UTF-8 byte[] to String

661,112

Solution 1

Look at the constructor for String

String str = new String(bytes, StandardCharsets.UTF_8);

And if you're feeling lazy, you can use the Apache Commons IO library to convert the InputStream to a String directly:

String str = IOUtils.toString(inputStream, StandardCharsets.UTF_8);

Solution 2

Java String class has a built-in-constructor for converting byte array to string.

byte[] byteArray = new byte[] {87, 79, 87, 46, 46, 46};

String value = new String(byteArray, "UTF-8");

Solution 3

To convert utf-8 data, you can't assume a 1-1 correspondence between bytes and characters. Try this:

String file_string = new String(bytes, "UTF-8");

(Bah. I see I'm way to slow in hitting the Post Your Answer button.)

To read an entire file as a String, do something like this:

public String openFileToString(String fileName) throws IOException
{
    InputStream is = new BufferedInputStream(new FileInputStream(fileName));

    try {
        InputStreamReader rdr = new InputStreamReader(is, "UTF-8");
        StringBuilder contents = new StringBuilder();
        char[] buff = new char[4096];
        int len = rdr.read(buff);
        while (len >= 0) {
            contents.append(buff, 0, len);
        }
        return buff.toString();
    } finally {
        try {
            is.close();
        } catch (Exception e) {
            // log error in closing the file
        }
    }
}

Solution 4

You can use the String(byte[] bytes) constructor for that. See this link for details. EDIT You also have to consider your plateform's default charset as per the java doc:

Constructs a new String by decoding the specified array of bytes using the platform's default charset. The length of the new String is a function of the charset, and hence may not be equal to the length of the byte array. The behavior of this constructor when the given bytes are not valid in the default charset is unspecified. The CharsetDecoder class should be used when more control over the decoding process is required.

Solution 5

Knowing that you are dealing with a UTF-8 byte array, you'll definitely want to use the String constructor that accepts a charset name. Otherwise you may leave yourself open to some charset encoding based security vulnerabilities. Note that it throws UnsupportedEncodingException which you'll have to handle.

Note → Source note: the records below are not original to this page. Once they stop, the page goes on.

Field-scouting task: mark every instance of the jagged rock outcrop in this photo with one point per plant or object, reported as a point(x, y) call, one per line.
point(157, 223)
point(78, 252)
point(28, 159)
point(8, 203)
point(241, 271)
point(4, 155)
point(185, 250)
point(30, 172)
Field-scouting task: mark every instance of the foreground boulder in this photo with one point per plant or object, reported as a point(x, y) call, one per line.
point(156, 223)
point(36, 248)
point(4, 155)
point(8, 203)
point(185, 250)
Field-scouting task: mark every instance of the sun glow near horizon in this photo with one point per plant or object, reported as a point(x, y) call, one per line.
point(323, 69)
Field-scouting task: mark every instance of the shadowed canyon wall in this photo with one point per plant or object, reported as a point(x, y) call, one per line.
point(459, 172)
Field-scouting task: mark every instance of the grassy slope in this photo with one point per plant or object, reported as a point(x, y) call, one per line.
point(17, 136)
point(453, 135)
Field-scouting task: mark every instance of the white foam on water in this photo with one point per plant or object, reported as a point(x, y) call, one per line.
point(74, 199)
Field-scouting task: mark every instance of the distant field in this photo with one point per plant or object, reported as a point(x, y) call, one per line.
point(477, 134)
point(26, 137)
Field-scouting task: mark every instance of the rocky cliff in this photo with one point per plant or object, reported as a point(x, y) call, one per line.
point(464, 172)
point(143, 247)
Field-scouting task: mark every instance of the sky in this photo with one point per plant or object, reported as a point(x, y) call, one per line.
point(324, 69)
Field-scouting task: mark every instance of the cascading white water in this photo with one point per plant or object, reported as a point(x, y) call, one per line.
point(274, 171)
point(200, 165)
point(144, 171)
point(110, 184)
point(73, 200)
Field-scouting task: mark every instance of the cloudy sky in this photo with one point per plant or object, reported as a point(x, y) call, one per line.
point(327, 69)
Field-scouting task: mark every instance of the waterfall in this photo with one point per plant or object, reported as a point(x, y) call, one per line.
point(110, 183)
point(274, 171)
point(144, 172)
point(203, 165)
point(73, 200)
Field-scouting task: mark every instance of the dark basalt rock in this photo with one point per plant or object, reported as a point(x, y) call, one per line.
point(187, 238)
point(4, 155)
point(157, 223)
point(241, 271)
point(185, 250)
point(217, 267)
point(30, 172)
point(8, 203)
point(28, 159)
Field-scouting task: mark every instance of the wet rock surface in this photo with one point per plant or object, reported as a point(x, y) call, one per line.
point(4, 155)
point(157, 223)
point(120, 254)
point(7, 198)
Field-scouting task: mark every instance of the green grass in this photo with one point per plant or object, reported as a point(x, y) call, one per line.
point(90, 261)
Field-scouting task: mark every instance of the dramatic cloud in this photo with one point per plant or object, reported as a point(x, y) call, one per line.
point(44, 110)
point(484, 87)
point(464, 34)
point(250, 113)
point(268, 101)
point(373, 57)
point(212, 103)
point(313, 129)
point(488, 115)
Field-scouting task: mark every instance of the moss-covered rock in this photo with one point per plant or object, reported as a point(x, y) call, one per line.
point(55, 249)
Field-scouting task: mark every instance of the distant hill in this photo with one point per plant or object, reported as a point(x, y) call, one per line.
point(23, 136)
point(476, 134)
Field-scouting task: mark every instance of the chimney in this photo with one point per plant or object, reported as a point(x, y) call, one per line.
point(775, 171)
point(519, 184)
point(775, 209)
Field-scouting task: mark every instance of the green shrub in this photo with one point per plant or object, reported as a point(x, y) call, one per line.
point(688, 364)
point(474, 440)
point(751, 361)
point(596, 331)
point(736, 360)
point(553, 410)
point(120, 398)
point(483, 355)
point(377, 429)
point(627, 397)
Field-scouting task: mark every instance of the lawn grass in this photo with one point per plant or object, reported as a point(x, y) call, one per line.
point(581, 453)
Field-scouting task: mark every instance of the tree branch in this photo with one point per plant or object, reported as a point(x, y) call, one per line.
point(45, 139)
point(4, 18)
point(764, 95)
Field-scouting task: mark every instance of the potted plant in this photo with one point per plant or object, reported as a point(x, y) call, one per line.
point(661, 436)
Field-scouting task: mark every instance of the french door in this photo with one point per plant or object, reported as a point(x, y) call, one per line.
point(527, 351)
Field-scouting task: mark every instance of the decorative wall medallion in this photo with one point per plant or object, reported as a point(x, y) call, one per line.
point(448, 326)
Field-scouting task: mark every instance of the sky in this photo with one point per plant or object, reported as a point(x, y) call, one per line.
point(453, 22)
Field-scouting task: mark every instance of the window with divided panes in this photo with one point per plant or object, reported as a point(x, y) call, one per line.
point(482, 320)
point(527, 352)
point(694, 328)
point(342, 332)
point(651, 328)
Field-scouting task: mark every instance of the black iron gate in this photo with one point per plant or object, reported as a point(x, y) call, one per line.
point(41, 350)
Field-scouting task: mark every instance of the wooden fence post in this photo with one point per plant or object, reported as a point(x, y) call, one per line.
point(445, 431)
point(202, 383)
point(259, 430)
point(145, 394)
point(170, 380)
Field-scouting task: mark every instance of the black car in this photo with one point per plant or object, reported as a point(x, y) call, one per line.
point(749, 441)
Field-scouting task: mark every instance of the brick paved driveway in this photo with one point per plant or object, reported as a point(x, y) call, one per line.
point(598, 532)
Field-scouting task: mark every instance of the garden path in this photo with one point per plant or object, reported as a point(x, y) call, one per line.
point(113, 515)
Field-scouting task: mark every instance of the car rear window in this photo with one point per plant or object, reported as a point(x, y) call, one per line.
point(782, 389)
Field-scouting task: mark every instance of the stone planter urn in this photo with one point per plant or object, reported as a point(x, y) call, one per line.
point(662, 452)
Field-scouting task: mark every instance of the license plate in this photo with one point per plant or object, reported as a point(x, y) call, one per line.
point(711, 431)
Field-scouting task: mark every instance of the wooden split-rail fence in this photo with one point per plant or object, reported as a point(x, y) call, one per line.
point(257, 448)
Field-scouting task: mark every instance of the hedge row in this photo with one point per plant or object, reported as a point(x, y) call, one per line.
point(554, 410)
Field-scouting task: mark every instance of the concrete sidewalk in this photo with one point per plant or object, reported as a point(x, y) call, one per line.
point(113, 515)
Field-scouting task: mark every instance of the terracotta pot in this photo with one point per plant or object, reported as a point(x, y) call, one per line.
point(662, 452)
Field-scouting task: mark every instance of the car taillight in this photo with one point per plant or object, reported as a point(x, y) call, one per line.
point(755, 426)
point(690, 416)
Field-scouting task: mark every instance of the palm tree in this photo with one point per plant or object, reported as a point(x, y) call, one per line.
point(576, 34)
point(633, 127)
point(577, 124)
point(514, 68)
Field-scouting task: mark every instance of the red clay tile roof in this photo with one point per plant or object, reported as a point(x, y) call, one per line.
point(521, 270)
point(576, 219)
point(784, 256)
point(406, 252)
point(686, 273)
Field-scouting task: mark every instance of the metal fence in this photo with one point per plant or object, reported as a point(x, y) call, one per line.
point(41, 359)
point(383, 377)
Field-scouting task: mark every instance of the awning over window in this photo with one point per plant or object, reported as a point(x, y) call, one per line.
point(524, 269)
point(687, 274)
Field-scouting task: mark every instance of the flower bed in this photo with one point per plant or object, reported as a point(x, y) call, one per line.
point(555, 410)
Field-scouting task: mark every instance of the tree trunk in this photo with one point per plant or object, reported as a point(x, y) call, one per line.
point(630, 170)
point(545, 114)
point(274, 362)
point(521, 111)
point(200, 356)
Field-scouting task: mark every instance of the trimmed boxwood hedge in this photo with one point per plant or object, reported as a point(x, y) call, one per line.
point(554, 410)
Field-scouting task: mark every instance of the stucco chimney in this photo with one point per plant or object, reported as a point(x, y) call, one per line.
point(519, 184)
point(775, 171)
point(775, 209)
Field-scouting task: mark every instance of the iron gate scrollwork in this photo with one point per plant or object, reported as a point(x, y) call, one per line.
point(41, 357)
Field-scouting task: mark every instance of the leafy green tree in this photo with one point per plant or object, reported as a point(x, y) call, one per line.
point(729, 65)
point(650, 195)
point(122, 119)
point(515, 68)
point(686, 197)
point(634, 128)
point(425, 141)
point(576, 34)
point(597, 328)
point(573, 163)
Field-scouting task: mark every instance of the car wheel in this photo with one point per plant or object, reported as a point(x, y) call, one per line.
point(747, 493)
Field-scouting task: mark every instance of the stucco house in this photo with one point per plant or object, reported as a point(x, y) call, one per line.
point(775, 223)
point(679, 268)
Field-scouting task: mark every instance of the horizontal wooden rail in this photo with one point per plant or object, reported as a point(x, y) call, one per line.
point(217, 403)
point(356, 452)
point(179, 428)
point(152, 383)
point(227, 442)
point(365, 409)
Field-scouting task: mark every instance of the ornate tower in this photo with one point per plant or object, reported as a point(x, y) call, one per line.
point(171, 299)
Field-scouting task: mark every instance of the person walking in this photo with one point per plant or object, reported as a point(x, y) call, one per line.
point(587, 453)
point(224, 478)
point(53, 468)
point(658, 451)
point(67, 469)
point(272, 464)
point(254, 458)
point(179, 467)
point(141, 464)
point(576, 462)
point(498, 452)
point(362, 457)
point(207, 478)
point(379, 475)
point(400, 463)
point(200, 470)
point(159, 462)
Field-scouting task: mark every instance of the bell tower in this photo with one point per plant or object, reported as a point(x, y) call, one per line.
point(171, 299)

Something like this:

public String openFileToString(String fileName) {
    String file_string;
    try {
        file_string = new String(_bytes, "UTF-8");
    } catch (UnsupportedEncodingException e) {
        // this should never happen because "UTF-8" is hard-coded.
        throw new IllegalStateException(e);
    }
    return file_string;
}
Share:
661,112

Related videos on Youtube

skeryl
Author by

skeryl

loquacious/sarcastic

Updated on April 18, 2020

Comments

  • skeryl
    skeryl about 4 years

    Let's suppose I have just used a BufferedInputStream to read the bytes of a UTF-8 encoded text file into a byte array. I know that I can use the following routine to convert the bytes to a string, but is there a more efficient/smarter way of doing this than just iterating through the bytes and converting each one?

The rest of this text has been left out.